Although we don’t pay bribes, Americans do have to get all kinds of permits do do just about anything, including driving, getting married, practicing law or medicine, teaching, or doing any kind of service on the human body, such as hairdressing, barbering, or massage. What complicates this process is that one has to have a license in each state that they practice, so if one moves from one state to another, the licensing process has to begin anew. That’s called “license hell” in the U.S.A. Americans also need a permit to purchase and carry a weapon, to hunt, and to catch fish, as well as a permit to stay in a state or national park overnight. Apparently, this astounds some foreigners. Frankly, if you are competent in your field, the license is generally not hard to get, just time-consuming. My mom had licenses to be a registered nurse in Minnesota, South Dakota, Iowa and Kansas, and she made the effort to renew them each year until she retired. My father had licenses to teach in South Dakota and Minnesota. I have held licenses to teach in Oregon, Minnesota and Missouri.
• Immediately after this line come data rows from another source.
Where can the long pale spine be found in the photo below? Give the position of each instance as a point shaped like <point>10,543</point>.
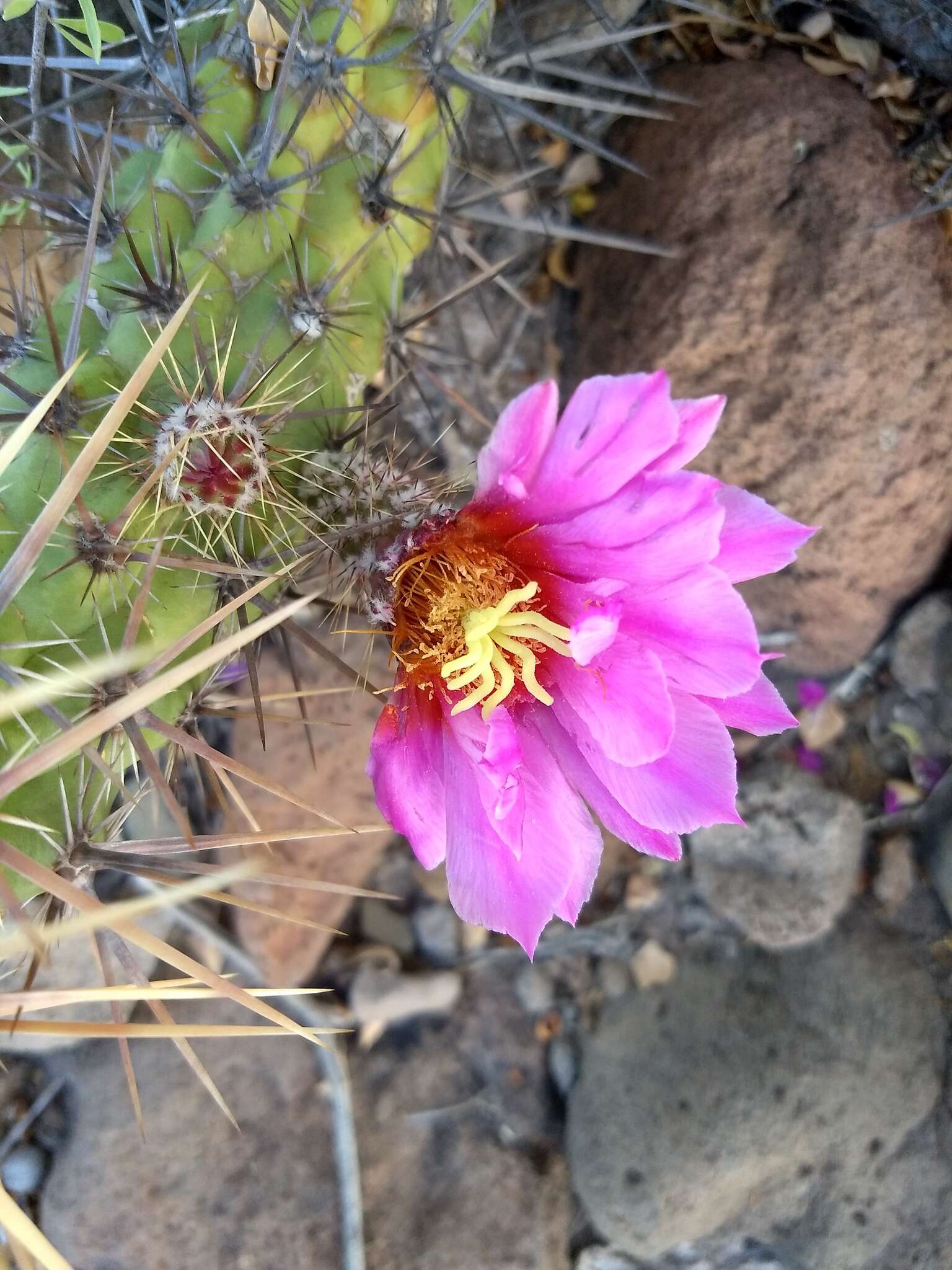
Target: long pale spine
<point>295,187</point>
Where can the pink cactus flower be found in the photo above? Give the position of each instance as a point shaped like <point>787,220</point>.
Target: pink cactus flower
<point>573,641</point>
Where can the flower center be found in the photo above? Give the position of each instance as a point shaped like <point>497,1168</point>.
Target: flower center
<point>495,639</point>
<point>462,614</point>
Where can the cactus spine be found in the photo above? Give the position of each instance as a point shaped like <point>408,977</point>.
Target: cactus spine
<point>289,186</point>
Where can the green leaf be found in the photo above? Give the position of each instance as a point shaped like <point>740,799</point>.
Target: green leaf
<point>93,30</point>
<point>90,25</point>
<point>111,32</point>
<point>60,23</point>
<point>17,8</point>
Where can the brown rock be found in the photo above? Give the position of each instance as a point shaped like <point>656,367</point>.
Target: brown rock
<point>452,1123</point>
<point>832,339</point>
<point>288,953</point>
<point>790,870</point>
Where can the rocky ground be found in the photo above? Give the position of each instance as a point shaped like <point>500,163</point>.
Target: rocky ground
<point>734,1062</point>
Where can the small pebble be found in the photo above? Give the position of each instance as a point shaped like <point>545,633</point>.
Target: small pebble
<point>437,931</point>
<point>23,1170</point>
<point>653,966</point>
<point>614,977</point>
<point>380,996</point>
<point>535,990</point>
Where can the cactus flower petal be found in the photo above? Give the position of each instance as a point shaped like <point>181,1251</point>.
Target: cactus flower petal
<point>573,637</point>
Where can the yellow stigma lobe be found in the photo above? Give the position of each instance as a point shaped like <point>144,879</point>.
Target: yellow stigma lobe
<point>494,641</point>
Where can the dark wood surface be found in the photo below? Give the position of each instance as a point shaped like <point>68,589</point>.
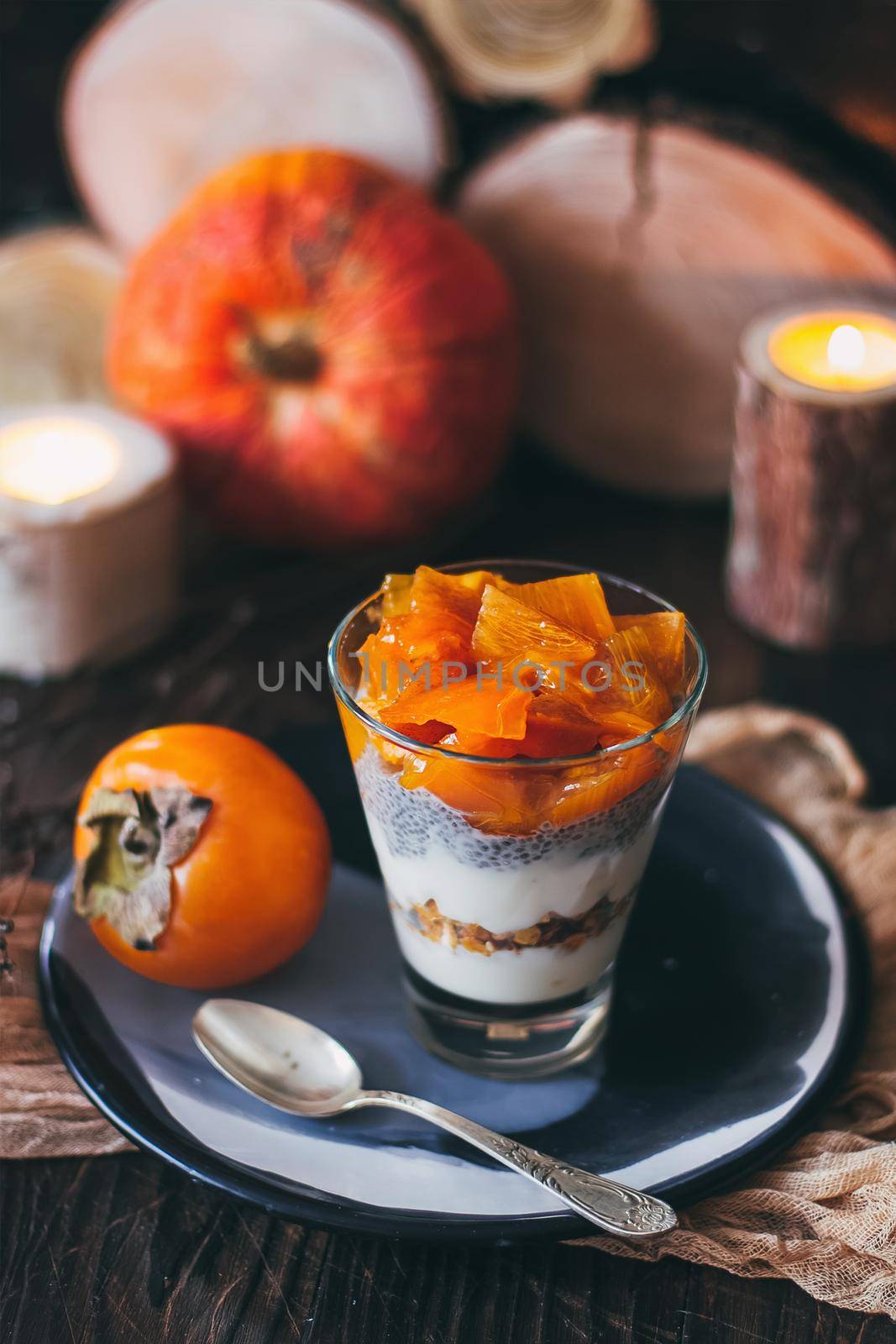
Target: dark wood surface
<point>123,1249</point>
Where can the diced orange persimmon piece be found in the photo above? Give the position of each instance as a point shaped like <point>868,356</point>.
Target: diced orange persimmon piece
<point>511,632</point>
<point>546,736</point>
<point>403,645</point>
<point>586,790</point>
<point>575,601</point>
<point>396,595</point>
<point>468,706</point>
<point>490,797</point>
<point>667,635</point>
<point>432,591</point>
<point>629,679</point>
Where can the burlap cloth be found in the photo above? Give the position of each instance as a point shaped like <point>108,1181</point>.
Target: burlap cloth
<point>825,1214</point>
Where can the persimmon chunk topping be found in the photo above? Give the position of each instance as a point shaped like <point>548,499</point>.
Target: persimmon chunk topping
<point>483,667</point>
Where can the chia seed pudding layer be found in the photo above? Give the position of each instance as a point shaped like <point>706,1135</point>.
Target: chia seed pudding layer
<point>414,820</point>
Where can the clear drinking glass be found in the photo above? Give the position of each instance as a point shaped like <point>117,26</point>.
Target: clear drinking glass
<point>510,933</point>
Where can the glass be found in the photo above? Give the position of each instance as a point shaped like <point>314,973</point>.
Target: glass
<point>508,931</point>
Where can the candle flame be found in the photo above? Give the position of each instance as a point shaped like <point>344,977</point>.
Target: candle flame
<point>50,461</point>
<point>846,349</point>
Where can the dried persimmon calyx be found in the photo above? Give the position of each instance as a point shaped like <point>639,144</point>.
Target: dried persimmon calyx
<point>139,837</point>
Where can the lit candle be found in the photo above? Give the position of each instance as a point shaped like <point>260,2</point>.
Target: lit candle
<point>87,546</point>
<point>840,351</point>
<point>812,561</point>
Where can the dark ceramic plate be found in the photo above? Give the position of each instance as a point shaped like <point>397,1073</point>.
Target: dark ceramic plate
<point>739,1005</point>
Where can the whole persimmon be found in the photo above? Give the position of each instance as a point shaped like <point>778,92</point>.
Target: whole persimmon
<point>335,358</point>
<point>202,859</point>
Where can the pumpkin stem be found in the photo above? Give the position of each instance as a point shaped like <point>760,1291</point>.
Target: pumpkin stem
<point>295,360</point>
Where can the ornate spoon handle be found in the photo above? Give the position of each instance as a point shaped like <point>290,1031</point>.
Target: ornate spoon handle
<point>614,1207</point>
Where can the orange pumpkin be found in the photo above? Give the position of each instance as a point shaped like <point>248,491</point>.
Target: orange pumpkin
<point>335,358</point>
<point>203,860</point>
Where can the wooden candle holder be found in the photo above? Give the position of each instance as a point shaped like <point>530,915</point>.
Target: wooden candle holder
<point>812,561</point>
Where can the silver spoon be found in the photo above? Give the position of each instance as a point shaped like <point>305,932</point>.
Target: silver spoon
<point>300,1068</point>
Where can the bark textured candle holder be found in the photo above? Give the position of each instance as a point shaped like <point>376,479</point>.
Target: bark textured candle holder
<point>87,575</point>
<point>812,561</point>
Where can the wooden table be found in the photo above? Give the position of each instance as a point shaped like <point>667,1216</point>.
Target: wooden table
<point>123,1249</point>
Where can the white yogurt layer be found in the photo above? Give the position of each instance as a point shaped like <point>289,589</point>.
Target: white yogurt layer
<point>503,900</point>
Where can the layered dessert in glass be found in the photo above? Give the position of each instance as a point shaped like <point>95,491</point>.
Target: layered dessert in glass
<point>515,729</point>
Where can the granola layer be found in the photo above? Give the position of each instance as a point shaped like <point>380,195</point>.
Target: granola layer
<point>553,931</point>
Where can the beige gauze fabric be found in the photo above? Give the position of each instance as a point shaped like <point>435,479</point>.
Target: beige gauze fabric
<point>824,1215</point>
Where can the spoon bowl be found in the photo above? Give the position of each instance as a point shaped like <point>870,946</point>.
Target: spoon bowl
<point>284,1061</point>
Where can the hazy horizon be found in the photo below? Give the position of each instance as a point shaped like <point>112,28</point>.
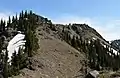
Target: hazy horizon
<point>104,16</point>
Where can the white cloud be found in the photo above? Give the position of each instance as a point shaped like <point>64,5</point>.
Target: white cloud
<point>110,30</point>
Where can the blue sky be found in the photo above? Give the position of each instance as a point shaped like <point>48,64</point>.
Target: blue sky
<point>103,15</point>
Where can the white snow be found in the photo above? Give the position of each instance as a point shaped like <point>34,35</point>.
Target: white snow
<point>114,51</point>
<point>15,44</point>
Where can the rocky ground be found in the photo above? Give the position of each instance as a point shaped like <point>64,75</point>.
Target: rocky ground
<point>54,59</point>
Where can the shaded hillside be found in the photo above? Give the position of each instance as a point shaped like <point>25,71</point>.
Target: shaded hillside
<point>55,50</point>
It apparently surprises foreigners how many United States flags are on display, both in public places and on private property. In my town, for Memorial Day and Labor Day, flags are planted at every street corner along one route, and this year, they were left up a little longer than usual to honor the people who died in a mass shooting at the Navy Yard in Washington, D.C. All public schools fly flags on a pole in front of the building, as well as on the wall in the gymnasium. All public government buildings fly flags, as well – not only the national flag, but also the state flag. Some chain restaurants, such as Perkins, are known for flying large national flags. The flags are flown at half-staff to honor various people, such as politicians who have died, or victims of a mass tragedy. The President of the United States can order flags flown at half-staff all over the country, and governors of the fifty states can order flags flown at half-staff in their own state.
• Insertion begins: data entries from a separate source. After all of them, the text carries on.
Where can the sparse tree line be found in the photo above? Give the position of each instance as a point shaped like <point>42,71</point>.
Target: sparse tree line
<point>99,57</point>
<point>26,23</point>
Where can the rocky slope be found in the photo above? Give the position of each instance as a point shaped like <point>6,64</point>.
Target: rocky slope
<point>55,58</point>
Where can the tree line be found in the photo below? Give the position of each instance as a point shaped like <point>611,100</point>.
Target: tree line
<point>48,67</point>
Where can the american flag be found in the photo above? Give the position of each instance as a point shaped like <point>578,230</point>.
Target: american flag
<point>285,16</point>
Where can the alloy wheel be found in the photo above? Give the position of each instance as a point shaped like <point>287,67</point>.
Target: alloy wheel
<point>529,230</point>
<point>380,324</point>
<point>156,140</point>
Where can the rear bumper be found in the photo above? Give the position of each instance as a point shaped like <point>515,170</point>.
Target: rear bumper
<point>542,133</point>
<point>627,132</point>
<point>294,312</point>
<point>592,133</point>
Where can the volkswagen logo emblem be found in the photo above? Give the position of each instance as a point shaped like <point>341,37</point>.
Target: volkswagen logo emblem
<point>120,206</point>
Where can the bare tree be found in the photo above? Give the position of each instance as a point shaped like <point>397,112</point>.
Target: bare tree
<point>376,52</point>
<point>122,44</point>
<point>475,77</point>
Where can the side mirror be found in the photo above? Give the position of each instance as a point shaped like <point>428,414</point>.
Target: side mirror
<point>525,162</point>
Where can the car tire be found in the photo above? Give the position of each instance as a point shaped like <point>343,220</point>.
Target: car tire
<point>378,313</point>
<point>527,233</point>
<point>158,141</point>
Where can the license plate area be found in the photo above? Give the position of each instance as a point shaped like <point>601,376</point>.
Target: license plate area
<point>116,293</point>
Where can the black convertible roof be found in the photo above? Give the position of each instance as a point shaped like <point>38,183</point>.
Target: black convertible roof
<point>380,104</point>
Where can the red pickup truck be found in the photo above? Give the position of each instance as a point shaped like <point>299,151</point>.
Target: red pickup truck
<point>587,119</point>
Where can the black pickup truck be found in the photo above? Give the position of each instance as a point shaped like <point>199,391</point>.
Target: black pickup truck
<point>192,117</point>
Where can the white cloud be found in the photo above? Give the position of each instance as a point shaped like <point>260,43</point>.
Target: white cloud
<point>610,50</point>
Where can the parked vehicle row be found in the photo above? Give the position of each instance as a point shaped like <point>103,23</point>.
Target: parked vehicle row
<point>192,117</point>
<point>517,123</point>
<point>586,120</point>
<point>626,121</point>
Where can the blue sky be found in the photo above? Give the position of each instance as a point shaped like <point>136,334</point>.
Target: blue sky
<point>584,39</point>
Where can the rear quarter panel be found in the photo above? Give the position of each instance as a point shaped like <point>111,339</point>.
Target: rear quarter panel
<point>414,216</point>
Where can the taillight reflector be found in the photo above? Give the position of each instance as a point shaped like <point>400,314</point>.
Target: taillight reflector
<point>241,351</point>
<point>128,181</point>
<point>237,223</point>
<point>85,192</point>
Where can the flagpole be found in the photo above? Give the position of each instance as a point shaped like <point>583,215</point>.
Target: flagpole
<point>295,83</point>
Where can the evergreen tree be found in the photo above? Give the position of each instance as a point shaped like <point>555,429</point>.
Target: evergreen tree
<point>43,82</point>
Since the United States was born as an political concept, patriotism is strong here, and symbols such as the “Stars and Stripes” (the nickname of the American national flag) and the bald eagle are shown special respect. It amazed one foreigner that we have a list of official rules for handling a flag, including how it must be displayed, raised, lowered, and folded.
Freedom in America
The pessimists may say that our political freedoms are an illusion, and they may be right, but it still strikes foreign visitors and immigrants to this country that these freedoms are very real, as they impact our daily lives. My immigrant friends are strongly grateful for the freedoms they have here that they did not have in their country of origin, and many of them are very vocal in their opposition to NSA spying, putting fingerprint technology on smart phones, and companies tracking private citizens on the Internet. It’s true that we have lost a few freedoms in recent years, in the form of the Patriot Act, due to our fear of terrorism. In that sense, perhaps Americans are like the proverbial frog that continues to sit in the boiling water because it doesn’t notice how hot the water is getting until it’s too late.